30s to 3s: Building a Zero-Hallucination Hybrid RAG Pipeline

How we decoupled AI search into routing, python-filtering, and intelligent fallbacks.

Your community app's AI search bar looks beautiful. A user types "Late-night pharmacy in Torrance," hits enter, and watches a spinner rotate for 30 full seconds. When results finally arrive, the top recommendation is a neighbor's post about a used bicycle repair shop. Why? Because the words "late-night" and "repair" share a suspiciously close embedding vector with "late-night pharmacy."

This is the Vector Space Hallucination Problem, and it nearly killed our Kkaertalk project.

🌀 The Dilemma: One Model to Ruin Them All

Our V1 architecture was textbook naive RAG: take the user's query, embed it, retrieve the top-K nearest neighbors via cosine similarity, stuff all of them into a single massive gpt-4 prompt, and pray the model ignores the noise.

What actually happened:

Metric	V1 (Naive RAG)	Target
End-to-end Latency	28–35s	< 3s
Hallucination Rate	~22%	0%
Monthly API Cost	$2,400	< $250
User Retention (D7)	12%	> 40%

The 30-second spinner was a death sentence. But the hallucinations were worse—users lost trust permanently when the AI confidently recommended irrelevant results. Cosine similarity is a blunt instrument: it measures geometric proximity in embedding space, but geometric proximity ≠ semantic relevance when your corpus is messy, multilingual community data.

🧬 Innovation 1: The Hybrid Model Split

The first breakthrough was realizing that a single LLM was doing three fundamentally different jobs—and it was bad at all of them simultaneously.

We decomposed the AI pipeline into three specialized roles:

Role	Model	Why
Real-Time Intent Extraction	`gpt-4o-mini`	JSON-forced output, ultra-fast (~200ms). Extracts structured intent from natural language.
Background Batch Processing	`qwen3.5-flash`	Cheap. Handles overnight tagging, translation, and keyword extraction for the entire corpus.
Vector Embedding	`text-embedding-v4`	Consistent coordinate space. All documents and queries live in the same geometric universe.

The critical insight: the model that talks to the user in real-time should never be the model doing heavy background work. By isolating gpt-4o-mini as the only runtime model, we slashed per-query latency from 28s to under 800ms for the extraction step alone.

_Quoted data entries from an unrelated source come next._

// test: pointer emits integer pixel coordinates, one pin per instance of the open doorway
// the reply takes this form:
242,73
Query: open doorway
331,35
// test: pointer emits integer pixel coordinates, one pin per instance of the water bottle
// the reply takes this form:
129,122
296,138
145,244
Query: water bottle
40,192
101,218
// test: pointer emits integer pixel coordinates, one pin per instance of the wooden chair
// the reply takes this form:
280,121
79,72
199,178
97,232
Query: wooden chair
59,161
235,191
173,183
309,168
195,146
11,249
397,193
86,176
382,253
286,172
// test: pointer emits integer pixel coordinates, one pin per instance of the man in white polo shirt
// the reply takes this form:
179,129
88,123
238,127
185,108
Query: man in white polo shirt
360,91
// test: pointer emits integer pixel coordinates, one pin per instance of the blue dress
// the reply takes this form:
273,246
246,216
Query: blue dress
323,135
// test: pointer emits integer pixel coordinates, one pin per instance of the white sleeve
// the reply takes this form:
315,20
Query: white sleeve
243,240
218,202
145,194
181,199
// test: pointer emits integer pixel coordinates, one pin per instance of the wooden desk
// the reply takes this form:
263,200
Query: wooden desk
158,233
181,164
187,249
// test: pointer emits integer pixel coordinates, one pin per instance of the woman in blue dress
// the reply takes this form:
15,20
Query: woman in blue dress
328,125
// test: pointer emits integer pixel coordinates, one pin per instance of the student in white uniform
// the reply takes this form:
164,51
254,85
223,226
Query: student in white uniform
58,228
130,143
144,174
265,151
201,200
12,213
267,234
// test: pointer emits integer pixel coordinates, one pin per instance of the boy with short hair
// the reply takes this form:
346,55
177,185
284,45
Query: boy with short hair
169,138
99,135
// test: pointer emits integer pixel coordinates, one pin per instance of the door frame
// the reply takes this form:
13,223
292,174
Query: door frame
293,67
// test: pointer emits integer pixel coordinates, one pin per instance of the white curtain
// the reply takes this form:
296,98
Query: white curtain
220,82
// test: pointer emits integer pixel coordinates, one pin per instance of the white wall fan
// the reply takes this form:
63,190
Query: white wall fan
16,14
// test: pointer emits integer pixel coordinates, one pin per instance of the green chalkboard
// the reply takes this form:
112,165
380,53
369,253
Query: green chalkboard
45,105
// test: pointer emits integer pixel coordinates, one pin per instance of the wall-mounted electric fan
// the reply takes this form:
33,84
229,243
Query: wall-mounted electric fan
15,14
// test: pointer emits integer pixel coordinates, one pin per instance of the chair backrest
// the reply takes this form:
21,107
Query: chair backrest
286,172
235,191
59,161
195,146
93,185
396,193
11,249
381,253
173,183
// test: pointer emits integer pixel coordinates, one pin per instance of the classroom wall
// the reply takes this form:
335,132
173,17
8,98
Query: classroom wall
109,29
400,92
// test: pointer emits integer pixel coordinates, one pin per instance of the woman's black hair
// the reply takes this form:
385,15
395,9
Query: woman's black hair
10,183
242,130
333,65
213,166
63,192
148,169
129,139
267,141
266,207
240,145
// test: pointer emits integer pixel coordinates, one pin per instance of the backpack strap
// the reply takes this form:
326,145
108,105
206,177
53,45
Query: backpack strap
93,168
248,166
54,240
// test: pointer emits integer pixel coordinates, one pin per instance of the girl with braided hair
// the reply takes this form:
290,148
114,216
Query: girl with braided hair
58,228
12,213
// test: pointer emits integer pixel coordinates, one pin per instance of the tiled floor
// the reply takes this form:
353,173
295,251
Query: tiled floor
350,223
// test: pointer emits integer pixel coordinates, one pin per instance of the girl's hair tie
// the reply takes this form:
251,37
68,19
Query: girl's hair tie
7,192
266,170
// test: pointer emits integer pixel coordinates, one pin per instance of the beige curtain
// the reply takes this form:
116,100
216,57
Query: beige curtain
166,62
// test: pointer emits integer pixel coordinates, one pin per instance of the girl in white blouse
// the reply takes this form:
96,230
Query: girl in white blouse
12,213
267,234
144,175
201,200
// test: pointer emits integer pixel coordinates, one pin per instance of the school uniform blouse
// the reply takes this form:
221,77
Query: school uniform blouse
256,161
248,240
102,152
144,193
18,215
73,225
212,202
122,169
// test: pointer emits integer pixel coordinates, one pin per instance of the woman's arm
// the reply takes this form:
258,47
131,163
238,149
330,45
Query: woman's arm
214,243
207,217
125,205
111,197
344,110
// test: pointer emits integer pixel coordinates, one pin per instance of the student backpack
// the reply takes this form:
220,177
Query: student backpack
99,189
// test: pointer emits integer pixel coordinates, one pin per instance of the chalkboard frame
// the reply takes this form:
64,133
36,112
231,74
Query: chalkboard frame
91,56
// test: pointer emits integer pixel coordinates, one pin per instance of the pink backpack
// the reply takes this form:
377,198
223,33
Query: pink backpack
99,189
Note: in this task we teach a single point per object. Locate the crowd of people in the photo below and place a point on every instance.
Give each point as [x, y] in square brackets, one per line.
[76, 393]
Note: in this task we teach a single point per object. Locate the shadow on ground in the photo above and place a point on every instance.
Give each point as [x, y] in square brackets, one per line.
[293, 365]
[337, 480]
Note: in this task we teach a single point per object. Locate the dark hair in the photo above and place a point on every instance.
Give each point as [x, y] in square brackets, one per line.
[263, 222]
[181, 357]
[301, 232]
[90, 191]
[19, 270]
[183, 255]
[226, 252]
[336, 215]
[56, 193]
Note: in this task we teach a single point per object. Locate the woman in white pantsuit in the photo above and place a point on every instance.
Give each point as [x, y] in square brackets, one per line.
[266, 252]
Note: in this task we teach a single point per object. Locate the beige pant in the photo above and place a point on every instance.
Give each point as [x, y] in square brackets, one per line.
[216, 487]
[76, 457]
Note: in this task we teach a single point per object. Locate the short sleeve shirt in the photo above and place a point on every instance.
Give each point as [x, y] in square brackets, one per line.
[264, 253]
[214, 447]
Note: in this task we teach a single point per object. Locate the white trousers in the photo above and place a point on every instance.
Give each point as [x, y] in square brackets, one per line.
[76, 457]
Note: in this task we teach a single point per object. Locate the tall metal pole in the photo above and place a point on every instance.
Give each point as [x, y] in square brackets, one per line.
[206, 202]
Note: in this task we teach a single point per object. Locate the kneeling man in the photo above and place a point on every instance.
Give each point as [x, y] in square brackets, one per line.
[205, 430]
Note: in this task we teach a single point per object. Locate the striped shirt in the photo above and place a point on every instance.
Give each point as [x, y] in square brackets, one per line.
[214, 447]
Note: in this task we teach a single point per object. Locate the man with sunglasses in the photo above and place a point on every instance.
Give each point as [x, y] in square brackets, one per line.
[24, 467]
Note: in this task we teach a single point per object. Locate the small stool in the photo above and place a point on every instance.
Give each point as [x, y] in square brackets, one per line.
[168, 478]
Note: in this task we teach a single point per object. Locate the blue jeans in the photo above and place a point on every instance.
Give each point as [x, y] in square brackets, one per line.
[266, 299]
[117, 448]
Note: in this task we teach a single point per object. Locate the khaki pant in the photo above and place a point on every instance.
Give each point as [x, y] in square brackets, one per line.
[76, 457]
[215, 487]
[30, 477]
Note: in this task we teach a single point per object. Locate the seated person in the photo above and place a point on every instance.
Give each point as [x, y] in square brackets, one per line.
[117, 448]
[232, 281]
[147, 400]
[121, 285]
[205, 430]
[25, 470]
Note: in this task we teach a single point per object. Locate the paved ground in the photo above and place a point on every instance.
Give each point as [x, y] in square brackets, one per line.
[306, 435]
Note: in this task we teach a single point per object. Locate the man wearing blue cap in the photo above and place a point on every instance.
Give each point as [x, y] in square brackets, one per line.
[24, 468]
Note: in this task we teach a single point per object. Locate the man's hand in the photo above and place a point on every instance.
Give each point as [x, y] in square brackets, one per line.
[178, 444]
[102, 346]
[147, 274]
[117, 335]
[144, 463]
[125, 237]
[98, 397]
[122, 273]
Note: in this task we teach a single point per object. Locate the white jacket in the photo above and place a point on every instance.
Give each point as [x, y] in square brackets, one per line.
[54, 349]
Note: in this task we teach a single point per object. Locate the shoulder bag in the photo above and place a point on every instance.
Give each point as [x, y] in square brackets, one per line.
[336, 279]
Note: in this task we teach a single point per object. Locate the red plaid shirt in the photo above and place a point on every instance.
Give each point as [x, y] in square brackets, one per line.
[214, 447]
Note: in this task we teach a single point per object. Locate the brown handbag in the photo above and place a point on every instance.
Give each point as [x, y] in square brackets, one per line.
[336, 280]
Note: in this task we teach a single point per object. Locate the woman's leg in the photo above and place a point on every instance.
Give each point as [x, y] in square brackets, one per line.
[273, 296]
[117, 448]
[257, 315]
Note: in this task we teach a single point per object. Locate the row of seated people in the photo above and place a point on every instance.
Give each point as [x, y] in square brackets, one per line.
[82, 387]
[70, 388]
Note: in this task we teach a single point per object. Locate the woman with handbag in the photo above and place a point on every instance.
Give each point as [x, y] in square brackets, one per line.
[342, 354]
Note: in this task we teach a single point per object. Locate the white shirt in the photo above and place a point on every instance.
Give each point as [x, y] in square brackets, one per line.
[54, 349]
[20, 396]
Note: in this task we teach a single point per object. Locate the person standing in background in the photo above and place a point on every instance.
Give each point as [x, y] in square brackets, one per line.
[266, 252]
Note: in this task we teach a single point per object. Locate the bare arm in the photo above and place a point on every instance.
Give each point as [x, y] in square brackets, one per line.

# Real-time: Ultra-fast intent extraction (gpt-4o-mini)
response = openai.chat.completions.create(
    model="gpt-4o-mini",
    response_format={"type": "json_object"},
    messages=[{
        "role": "system",
        "content": "Extract search intent as JSON: {keywords: string[], location: string | null, time_context: string | null}"
    }, {
        "role": "user",
        "content": user_query
    }]
)
# Returns in ~200ms: {"keywords": ["pharmacy"], "location": "Torrance", "time_context": "late-night"}

🔑 Innovation 2: Zero-Cost Background Keyword Extraction

Our nightly Seeding Bot already translates every community post from Korean to English (and vice versa) using qwen3.5-flash. We realized we could hijack this existing pipeline to simultaneously extract structured keywords—at zero additional API cost.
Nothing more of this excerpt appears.